Hackers at this year’s CanSecWest Pwn2Own contest will definitely break into an Apple iPhone by exploiting a remote code execution vulnerability.
That’s the prediction from Charlie Miller and Aaron Portnoy, two security researchers who are monitoring events leading to next week’s hacker challenge.
Portnoy, a vulnerability researcher at TippingPoint and an organizer of this year’s contest, believes the iPhone will be the only mobile device to fall despite a bigger bounty on smartphone vulnerabilities.
Here’s Portnoy’s public prediction:
While last year’s contest did not see any pwnage of the mobile devices, there have been a number of devices added to the list and with all the recent research on mobile phone security being presented worldwide, these devices are quickly becoming a ripe target. Plus, we announced the mobile targets with more lead time this year, so I don’t expect these to survive this go around. First to fall: the iPhone. Survivors: BlackBerry, Symbian, Android.

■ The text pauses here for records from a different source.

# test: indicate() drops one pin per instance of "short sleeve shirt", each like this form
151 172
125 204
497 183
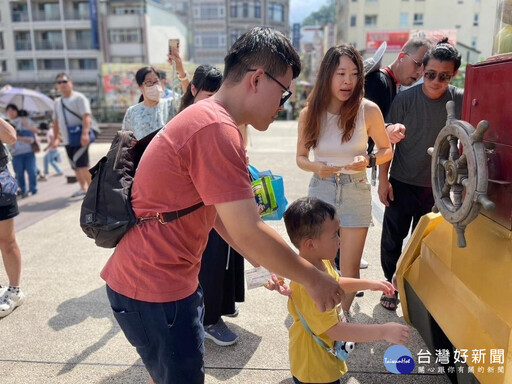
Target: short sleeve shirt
198 156
142 120
423 119
309 362
77 103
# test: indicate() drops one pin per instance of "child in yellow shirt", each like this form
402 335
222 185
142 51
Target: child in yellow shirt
313 227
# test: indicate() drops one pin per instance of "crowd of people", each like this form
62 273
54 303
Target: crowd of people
190 274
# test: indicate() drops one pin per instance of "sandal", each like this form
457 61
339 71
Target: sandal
390 303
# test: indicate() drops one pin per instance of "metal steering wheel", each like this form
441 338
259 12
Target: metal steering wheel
459 181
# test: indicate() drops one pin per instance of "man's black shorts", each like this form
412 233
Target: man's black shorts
78 156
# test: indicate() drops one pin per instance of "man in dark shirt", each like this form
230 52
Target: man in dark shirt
407 194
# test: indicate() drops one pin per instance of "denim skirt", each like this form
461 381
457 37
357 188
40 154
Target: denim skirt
349 194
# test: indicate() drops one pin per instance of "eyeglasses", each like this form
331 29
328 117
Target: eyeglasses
442 77
286 94
417 63
149 83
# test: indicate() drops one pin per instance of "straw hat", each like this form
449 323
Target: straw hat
373 63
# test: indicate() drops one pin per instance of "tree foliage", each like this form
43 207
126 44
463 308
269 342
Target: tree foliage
325 15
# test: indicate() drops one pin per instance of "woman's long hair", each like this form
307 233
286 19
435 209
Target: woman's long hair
321 95
206 78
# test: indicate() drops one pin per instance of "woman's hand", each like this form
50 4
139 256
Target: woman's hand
359 164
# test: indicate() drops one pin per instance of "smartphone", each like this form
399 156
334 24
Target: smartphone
174 45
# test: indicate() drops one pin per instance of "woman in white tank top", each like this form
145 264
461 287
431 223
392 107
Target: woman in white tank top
335 126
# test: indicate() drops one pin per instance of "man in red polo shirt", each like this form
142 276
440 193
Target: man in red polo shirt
152 277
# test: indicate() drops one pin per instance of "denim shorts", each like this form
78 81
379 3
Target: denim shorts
349 194
169 337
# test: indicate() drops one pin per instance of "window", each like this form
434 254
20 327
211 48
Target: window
257 9
418 19
209 11
22 41
125 36
51 64
210 40
275 12
84 64
370 20
404 19
233 8
25 65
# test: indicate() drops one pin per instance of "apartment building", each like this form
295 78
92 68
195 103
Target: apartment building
470 23
40 38
216 24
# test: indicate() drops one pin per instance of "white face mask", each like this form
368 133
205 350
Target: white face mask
155 92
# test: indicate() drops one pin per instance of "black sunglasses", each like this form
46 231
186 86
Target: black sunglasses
442 77
286 94
417 63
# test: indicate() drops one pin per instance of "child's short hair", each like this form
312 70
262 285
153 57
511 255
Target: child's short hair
304 218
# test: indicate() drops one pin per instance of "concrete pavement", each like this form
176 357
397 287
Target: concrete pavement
65 331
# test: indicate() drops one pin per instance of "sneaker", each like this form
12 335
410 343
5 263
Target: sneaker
220 334
235 313
10 301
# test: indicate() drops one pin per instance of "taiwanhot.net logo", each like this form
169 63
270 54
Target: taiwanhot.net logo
398 359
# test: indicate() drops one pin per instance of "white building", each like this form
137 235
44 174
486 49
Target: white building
469 22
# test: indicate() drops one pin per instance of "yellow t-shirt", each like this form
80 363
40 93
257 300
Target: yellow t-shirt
309 362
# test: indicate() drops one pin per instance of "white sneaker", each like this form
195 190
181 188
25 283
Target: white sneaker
10 301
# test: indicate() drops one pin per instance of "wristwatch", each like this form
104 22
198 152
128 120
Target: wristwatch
371 160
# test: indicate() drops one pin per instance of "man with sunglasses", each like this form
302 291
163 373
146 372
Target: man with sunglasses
72 109
199 156
382 84
407 194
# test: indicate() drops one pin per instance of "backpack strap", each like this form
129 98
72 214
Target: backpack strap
167 217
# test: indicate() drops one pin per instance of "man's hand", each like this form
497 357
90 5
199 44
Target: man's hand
326 170
84 139
385 191
395 333
396 132
385 286
326 291
279 285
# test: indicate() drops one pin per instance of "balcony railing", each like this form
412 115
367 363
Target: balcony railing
23 46
80 44
76 15
46 16
18 17
49 45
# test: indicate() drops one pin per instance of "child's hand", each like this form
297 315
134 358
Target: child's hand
396 333
278 284
384 286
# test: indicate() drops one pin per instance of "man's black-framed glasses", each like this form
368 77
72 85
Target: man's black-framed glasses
417 63
286 94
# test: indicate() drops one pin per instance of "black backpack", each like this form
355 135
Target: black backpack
106 213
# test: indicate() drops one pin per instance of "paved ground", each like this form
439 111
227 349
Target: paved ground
65 331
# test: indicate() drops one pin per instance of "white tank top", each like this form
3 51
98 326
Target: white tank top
331 150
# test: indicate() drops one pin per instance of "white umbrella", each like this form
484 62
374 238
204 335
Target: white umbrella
27 99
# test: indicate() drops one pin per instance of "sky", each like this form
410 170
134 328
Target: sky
299 9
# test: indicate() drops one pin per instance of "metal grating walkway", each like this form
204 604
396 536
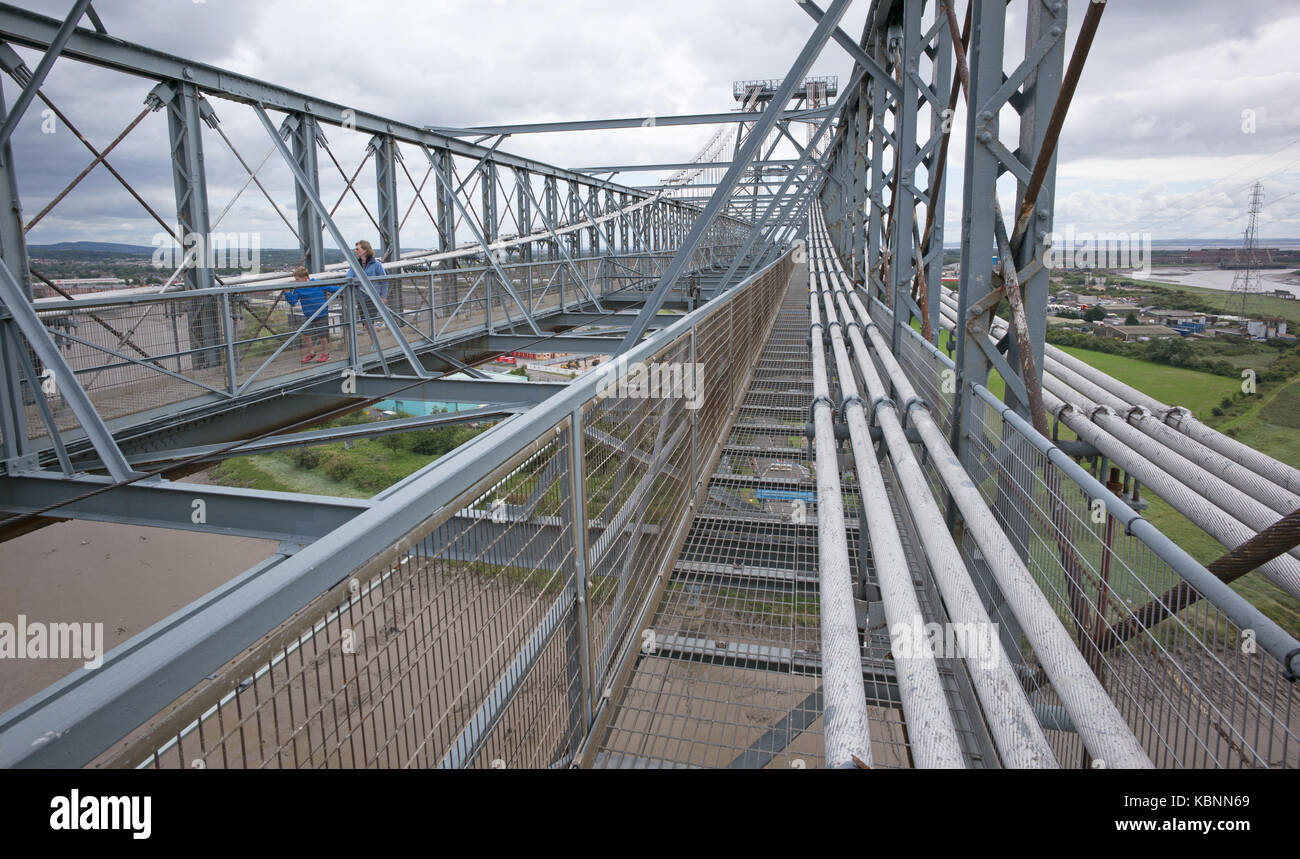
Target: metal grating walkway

In a live chat on Threatpost, Charlie Miller provided more details around his iPhone-will-fall prediction:
Someone I know quite well says they have an exploit for it and plan on using it. But to answer your question in a more general way, from an exploitation perspective, iPhone is no harder than OS X now that Snow Leopard has DEP. In fact it is easier because it lacks ALSR all together. (Interstingly, there was a year when iPhone had DEP and OS X didn’t and so iPhone was way harder then). These statements are true for Pwn2Own at least.
In real life iPhone is harder because you can’t just exec a shell (since there is no /bin/sh). You have to write your return oriented payload to do all your dirty work, which can be a pain. In Pwn2Own, you just have to prove you have code running, not actually do something useful, so the bar is lower. The only thing iPhone has going for it, which coincidentally is stopping me from attacking it this year, is a smaller attack surface. There isn’t as much exposed code on the iPhone. Safari for Mac OS X can do anything, render any file, etc. Not so on iPhone. There are some file types MobileSafari can’t display, some they display incompletely, and of course, iPhone lacks Java and Flash which comes by default on Safari. The easy to exploit bugs I know about happen to live in the code that Safari (on OS X) has but MobileSafari doesn’t, so no go for me.
[ SEE: Charlie Miller on Mac OS X Security, Pwn2Own and Exploit Writing ]
Back in 2007, Miller was among the first to remotely exploit the iPhone using an SMS vulnerability. He is best known for exploiting Apple’s Safari browser to win back-to-back Pwn2Own challenges.
On Twitter, a pair of researchers — _snagg and esizkur — have publicly announced their plans to take aim at the iPhone.
Here are some additional predictions from Tippingpoint’s Portnoy:
- More Competitors, More Pwnage. In past years’ contests, we’ve had about 4-5 competitors – and they all signed up the day of the show. To date, we’ve had six participants register for the contest and expect a few more will sign up on site. These are some of the best and brightest minds in security research and I anticipate some very interesting (and successful) hack attempts on most of the targets we’ve outlined.
- Not Your Average Attack Vectors. To the point above, I fully expect some impressive exploits to come out of this competition. To fuel creativity and to make this more of a competition, we are not allowing the use of third-party plug-ins to aid in exploitation – at least on the first day. Third-party plug-ins – like Adobe Flash– introduce weaknesses that aid in exploitation of client-side vulnerabilities. This means that in order to defeat security controls such as Microsoft’s Data Execution Prevention (DEP) and/or Address Space Layout Randomization (ASLR), a contestant will have to write an impressive exploit. I expect to see such an exploit topple Internet Explorer 8 on Windows 7 early on in the contest.
- Chrome’s Sandbox Model Saves the Day. While Chrome is often affected by vulnerabilities due to its inclusion of the WebKit library, I predict the browser will remain untouched throughout Pwn2Own. This is due to the difficulty in producing an impactful exploit that can break out of the security sandbox. I predict its counterpart, Safari, will fall by Day 2.